Satu paket untuk satu penderita dalam satu masa pengobatan.

c. Prinsip pengobatan

Menurut (Depkes RI, 2007) Pengobatan tuberkulosis dilakukan dengan prinsip-prinsip sebagai berikut:

1) OAT harus diberikan dalam bentuk kombinasi beberapa jenis obat, dalam jumlah cukup dan dosis tepat sesuai dengan kategori pengobatan. Jangan gunakan OAT tunggal (monoterapi).

Pemakaian OAT-Kombinasi Dosis Tetap (OAT-KDT) lebih menguntungkan dan sangat dianjurkan.

2) Untuk menjamin kepatuhan pasien menelan obat, dilakukan pengawasan langsung (DOT= Directly Observed Treatment) oleh seorang Pengawas Menelan Obat (PMO).

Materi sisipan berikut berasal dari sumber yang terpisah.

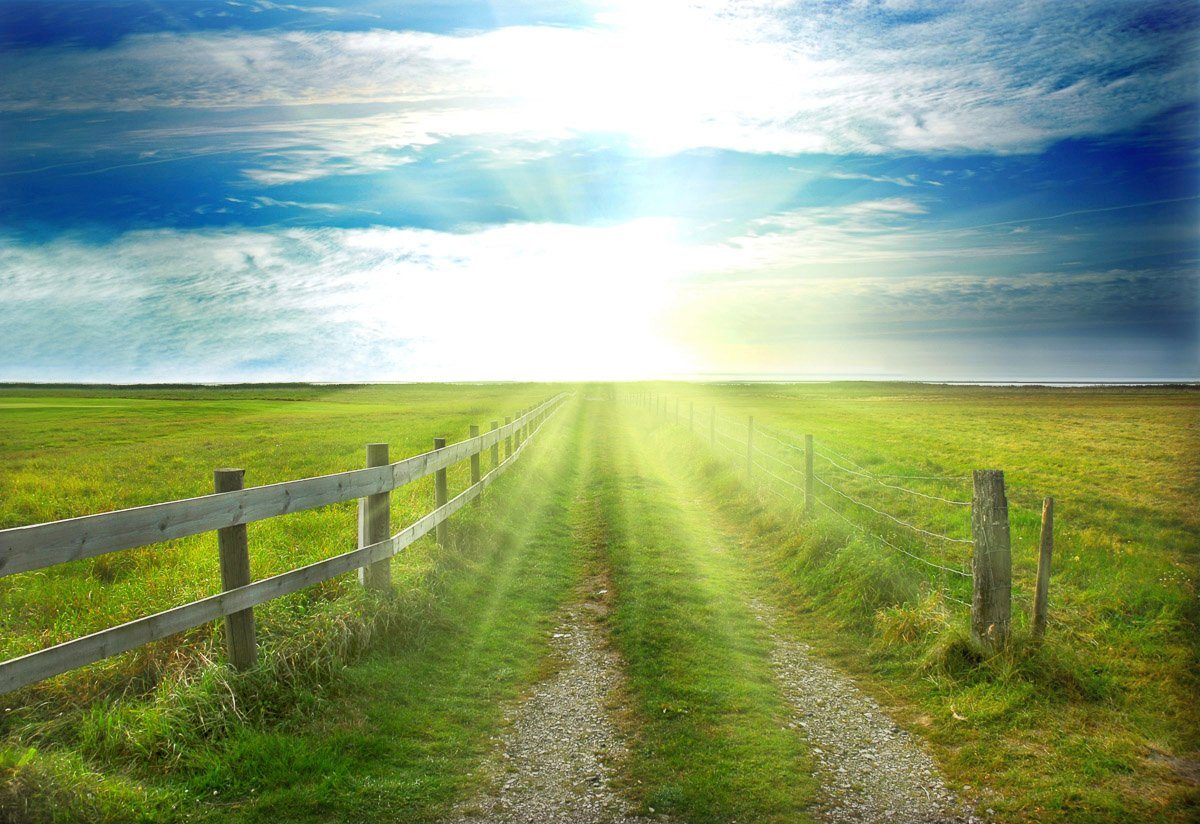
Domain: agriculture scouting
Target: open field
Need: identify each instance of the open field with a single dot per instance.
(376, 709)
(1098, 722)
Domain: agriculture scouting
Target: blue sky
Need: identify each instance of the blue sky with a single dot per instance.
(378, 191)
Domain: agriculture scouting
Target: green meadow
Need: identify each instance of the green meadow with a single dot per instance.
(371, 708)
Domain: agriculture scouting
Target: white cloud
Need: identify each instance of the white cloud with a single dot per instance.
(792, 78)
(505, 302)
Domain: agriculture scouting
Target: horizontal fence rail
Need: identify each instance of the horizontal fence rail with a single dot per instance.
(37, 546)
(127, 528)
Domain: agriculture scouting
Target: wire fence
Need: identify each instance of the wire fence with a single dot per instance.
(841, 487)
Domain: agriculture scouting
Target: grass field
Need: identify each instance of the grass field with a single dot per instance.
(1099, 722)
(385, 709)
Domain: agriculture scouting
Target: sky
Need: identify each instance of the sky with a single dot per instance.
(450, 190)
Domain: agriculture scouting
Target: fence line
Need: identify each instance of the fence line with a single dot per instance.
(70, 655)
(991, 563)
(875, 479)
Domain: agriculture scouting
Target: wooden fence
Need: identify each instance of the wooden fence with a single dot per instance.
(991, 566)
(227, 512)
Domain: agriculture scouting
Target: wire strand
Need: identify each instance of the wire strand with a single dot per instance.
(892, 486)
(891, 517)
(887, 542)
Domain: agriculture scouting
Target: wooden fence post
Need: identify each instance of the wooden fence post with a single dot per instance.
(441, 494)
(993, 564)
(809, 477)
(1042, 594)
(475, 474)
(375, 525)
(750, 447)
(234, 552)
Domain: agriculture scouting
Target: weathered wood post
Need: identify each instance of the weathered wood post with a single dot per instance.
(1042, 594)
(441, 494)
(475, 469)
(993, 564)
(234, 552)
(809, 477)
(750, 447)
(375, 525)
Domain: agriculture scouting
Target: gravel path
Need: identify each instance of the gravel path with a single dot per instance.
(558, 758)
(869, 768)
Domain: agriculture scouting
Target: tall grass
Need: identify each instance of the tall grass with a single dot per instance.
(1097, 722)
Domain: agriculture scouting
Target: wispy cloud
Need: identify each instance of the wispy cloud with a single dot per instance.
(972, 77)
(335, 305)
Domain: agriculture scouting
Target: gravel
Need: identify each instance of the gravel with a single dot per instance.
(870, 769)
(558, 758)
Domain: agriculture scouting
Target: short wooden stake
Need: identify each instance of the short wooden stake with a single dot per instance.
(750, 447)
(375, 525)
(1042, 594)
(475, 468)
(993, 564)
(234, 552)
(809, 476)
(441, 494)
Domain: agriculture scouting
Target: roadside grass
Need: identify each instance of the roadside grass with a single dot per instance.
(301, 734)
(706, 717)
(77, 453)
(1098, 722)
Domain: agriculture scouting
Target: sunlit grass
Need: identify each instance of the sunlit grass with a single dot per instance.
(1085, 726)
(360, 707)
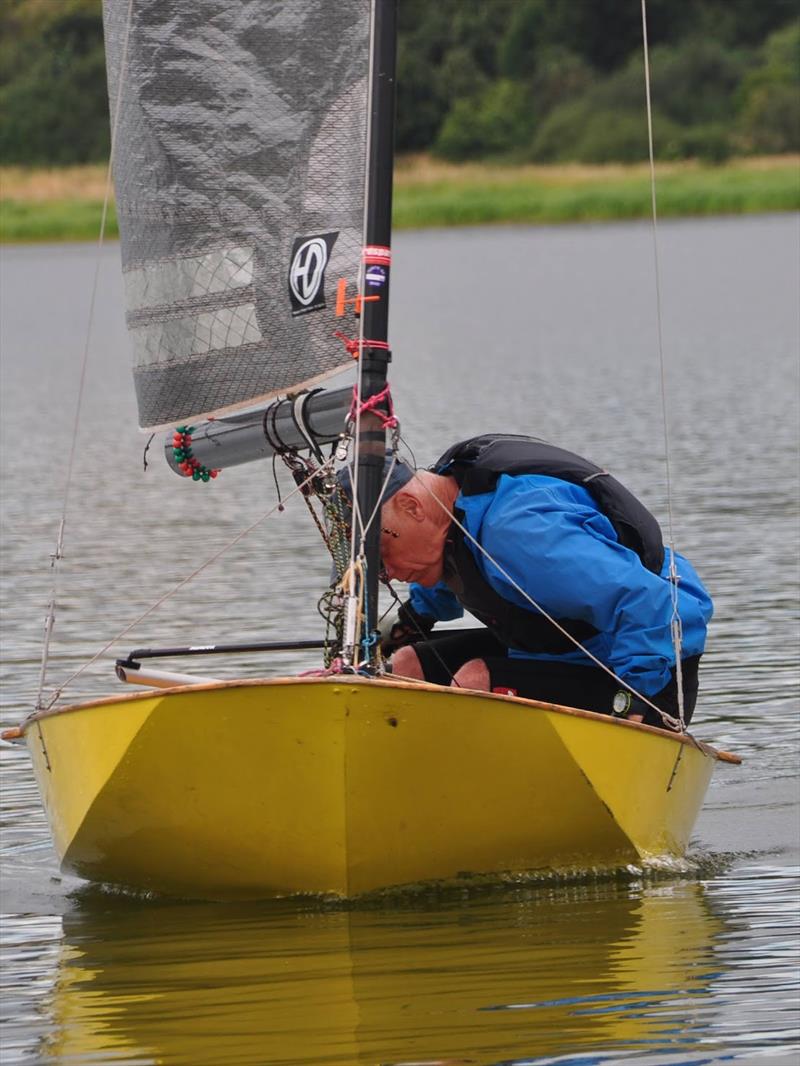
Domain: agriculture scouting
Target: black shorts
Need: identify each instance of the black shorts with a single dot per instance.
(588, 688)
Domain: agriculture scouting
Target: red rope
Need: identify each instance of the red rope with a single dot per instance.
(387, 418)
(354, 345)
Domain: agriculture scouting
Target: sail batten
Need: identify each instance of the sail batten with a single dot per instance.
(239, 168)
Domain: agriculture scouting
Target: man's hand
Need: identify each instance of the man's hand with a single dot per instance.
(405, 627)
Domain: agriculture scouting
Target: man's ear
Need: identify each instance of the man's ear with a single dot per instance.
(410, 505)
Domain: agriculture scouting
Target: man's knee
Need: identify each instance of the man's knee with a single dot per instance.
(473, 675)
(405, 663)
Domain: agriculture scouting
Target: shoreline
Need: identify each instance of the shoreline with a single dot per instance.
(40, 205)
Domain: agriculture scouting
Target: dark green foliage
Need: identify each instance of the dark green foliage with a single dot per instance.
(770, 95)
(538, 79)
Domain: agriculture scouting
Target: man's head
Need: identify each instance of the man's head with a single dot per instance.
(415, 517)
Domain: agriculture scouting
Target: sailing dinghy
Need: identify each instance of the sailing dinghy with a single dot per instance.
(253, 161)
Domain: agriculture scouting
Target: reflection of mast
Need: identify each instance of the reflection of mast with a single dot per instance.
(529, 970)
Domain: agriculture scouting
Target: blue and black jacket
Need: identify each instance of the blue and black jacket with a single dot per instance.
(579, 545)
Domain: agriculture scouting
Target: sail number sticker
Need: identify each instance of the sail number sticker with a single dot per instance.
(309, 257)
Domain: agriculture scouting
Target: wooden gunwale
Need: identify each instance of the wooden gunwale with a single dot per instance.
(339, 679)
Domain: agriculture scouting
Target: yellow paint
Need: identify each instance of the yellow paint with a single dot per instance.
(345, 786)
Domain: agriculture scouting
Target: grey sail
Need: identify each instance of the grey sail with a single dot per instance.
(239, 167)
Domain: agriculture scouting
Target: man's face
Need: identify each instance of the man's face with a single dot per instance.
(412, 546)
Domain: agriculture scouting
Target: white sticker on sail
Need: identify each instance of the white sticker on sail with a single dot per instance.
(178, 340)
(164, 283)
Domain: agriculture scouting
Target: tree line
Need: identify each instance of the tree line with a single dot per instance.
(518, 80)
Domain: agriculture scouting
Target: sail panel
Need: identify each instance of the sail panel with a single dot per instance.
(239, 167)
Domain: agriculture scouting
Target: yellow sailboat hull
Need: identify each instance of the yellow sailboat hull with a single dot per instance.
(255, 789)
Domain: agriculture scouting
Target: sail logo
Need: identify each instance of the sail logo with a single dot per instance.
(309, 256)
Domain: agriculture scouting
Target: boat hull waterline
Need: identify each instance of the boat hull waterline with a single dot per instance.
(346, 785)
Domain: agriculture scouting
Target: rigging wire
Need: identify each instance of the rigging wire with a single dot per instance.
(675, 626)
(185, 581)
(59, 553)
(673, 723)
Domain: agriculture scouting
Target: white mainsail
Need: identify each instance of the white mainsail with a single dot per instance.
(239, 166)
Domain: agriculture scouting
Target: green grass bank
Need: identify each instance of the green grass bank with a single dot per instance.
(67, 205)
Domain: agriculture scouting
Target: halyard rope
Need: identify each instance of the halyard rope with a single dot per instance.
(675, 627)
(58, 554)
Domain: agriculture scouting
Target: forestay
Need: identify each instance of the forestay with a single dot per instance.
(239, 165)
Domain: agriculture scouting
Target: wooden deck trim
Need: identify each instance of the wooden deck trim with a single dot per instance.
(392, 682)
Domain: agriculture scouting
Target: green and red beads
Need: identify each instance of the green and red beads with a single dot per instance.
(181, 449)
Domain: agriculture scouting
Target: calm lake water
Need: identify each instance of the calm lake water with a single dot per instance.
(546, 330)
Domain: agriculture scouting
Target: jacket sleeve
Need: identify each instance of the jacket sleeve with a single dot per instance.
(437, 602)
(562, 552)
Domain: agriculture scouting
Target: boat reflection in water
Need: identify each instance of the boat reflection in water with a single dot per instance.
(509, 974)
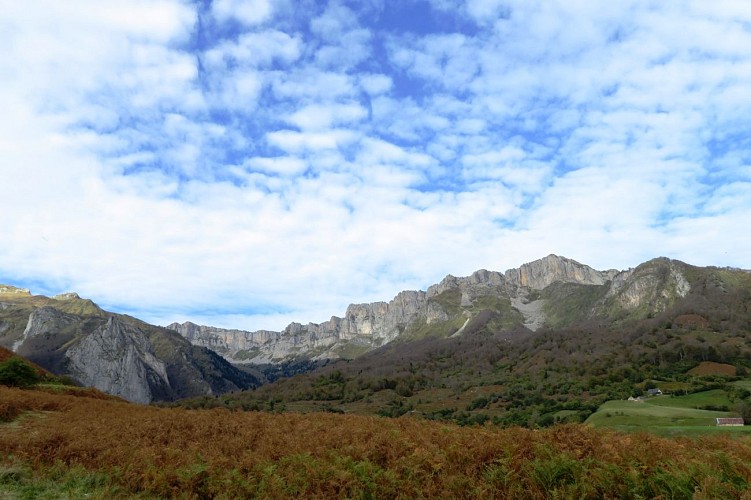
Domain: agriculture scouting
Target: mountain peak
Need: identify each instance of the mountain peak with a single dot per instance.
(12, 290)
(543, 272)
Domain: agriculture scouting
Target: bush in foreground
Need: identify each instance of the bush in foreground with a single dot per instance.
(121, 449)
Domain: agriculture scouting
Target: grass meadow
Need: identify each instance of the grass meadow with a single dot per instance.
(669, 415)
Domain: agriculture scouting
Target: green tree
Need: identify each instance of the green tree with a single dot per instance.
(16, 372)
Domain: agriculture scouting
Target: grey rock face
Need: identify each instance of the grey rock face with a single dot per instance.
(118, 359)
(367, 326)
(542, 273)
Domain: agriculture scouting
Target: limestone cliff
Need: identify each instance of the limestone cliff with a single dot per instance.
(513, 298)
(118, 359)
(117, 354)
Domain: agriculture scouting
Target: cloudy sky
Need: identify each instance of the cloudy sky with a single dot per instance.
(246, 163)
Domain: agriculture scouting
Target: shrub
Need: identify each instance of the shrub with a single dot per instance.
(15, 372)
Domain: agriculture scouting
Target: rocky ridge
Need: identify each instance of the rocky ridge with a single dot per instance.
(68, 335)
(516, 297)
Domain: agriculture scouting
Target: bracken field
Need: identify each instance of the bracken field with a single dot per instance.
(70, 445)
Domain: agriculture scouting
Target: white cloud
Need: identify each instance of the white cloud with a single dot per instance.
(270, 164)
(248, 12)
(317, 116)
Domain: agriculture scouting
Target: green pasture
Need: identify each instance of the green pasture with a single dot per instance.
(668, 415)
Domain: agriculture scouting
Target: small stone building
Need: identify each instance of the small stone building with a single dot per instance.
(727, 422)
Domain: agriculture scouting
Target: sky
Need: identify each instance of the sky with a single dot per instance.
(246, 164)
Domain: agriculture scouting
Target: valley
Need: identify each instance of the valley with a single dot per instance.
(538, 382)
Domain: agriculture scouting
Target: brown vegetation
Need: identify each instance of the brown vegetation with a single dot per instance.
(218, 453)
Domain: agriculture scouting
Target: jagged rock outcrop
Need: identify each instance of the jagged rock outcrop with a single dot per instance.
(449, 305)
(118, 359)
(119, 355)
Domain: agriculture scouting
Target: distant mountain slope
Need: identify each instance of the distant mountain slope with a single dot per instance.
(666, 324)
(117, 354)
(553, 291)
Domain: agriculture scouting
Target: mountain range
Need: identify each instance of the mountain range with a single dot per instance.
(521, 296)
(547, 299)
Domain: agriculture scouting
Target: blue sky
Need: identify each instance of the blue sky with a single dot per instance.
(250, 163)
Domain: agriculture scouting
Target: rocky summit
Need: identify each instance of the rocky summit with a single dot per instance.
(123, 356)
(531, 295)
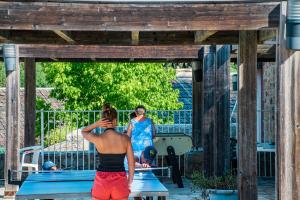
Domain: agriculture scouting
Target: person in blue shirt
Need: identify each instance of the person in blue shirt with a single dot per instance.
(49, 165)
(142, 131)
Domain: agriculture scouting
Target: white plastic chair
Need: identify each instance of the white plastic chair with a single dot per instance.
(26, 152)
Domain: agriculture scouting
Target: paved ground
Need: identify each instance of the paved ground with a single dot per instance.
(266, 190)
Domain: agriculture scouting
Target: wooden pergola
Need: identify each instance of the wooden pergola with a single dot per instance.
(172, 31)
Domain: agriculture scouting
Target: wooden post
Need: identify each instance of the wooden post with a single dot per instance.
(29, 104)
(216, 108)
(288, 117)
(208, 119)
(12, 120)
(197, 74)
(222, 112)
(247, 171)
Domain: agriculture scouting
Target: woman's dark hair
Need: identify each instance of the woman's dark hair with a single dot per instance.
(132, 115)
(140, 110)
(109, 113)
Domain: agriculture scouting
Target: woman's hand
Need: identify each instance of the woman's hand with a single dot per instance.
(103, 123)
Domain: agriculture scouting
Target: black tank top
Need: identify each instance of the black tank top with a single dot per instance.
(111, 162)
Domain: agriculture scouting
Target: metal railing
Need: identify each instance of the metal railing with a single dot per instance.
(63, 143)
(60, 134)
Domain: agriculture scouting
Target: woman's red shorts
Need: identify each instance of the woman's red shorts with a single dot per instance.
(110, 185)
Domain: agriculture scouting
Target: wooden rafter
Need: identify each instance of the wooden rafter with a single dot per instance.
(64, 36)
(139, 17)
(200, 36)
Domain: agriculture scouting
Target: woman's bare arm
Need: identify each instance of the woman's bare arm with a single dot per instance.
(129, 130)
(153, 129)
(131, 162)
(86, 132)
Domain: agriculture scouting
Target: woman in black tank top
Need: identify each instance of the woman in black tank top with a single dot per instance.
(110, 180)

3) Pengobatan TB diberikan dalam 2 tahap, yaitu tahap intensif dan lanjutan.

Tahap awal (Intensif):

a) Pada tahap intensif (awal) pasien mendapat obat setiap hari dan perlu diawasi secara langsung untuk mencegah terjadinya resistensi obat.

b) Bila pengobatan tahap intensif tersebut diberikan secara tepat, biasanya pasien menular menjadi tidak menular dalam kurun waktu 2 minggu.

c) Sebagian besar pasien TB BTA positif menjadi BTA negatif (konversi) dalam 2 bulan.

Tahap lanjutan:

a) Pada tahap lanjutan pasien mendapat jenis obat lebih sedikit, namun dalam jangka waktu yang lama.

b) Tahap lanjutan penting untuk membunuh kuman persister sehingga mencegah terjadinya kekambuhan.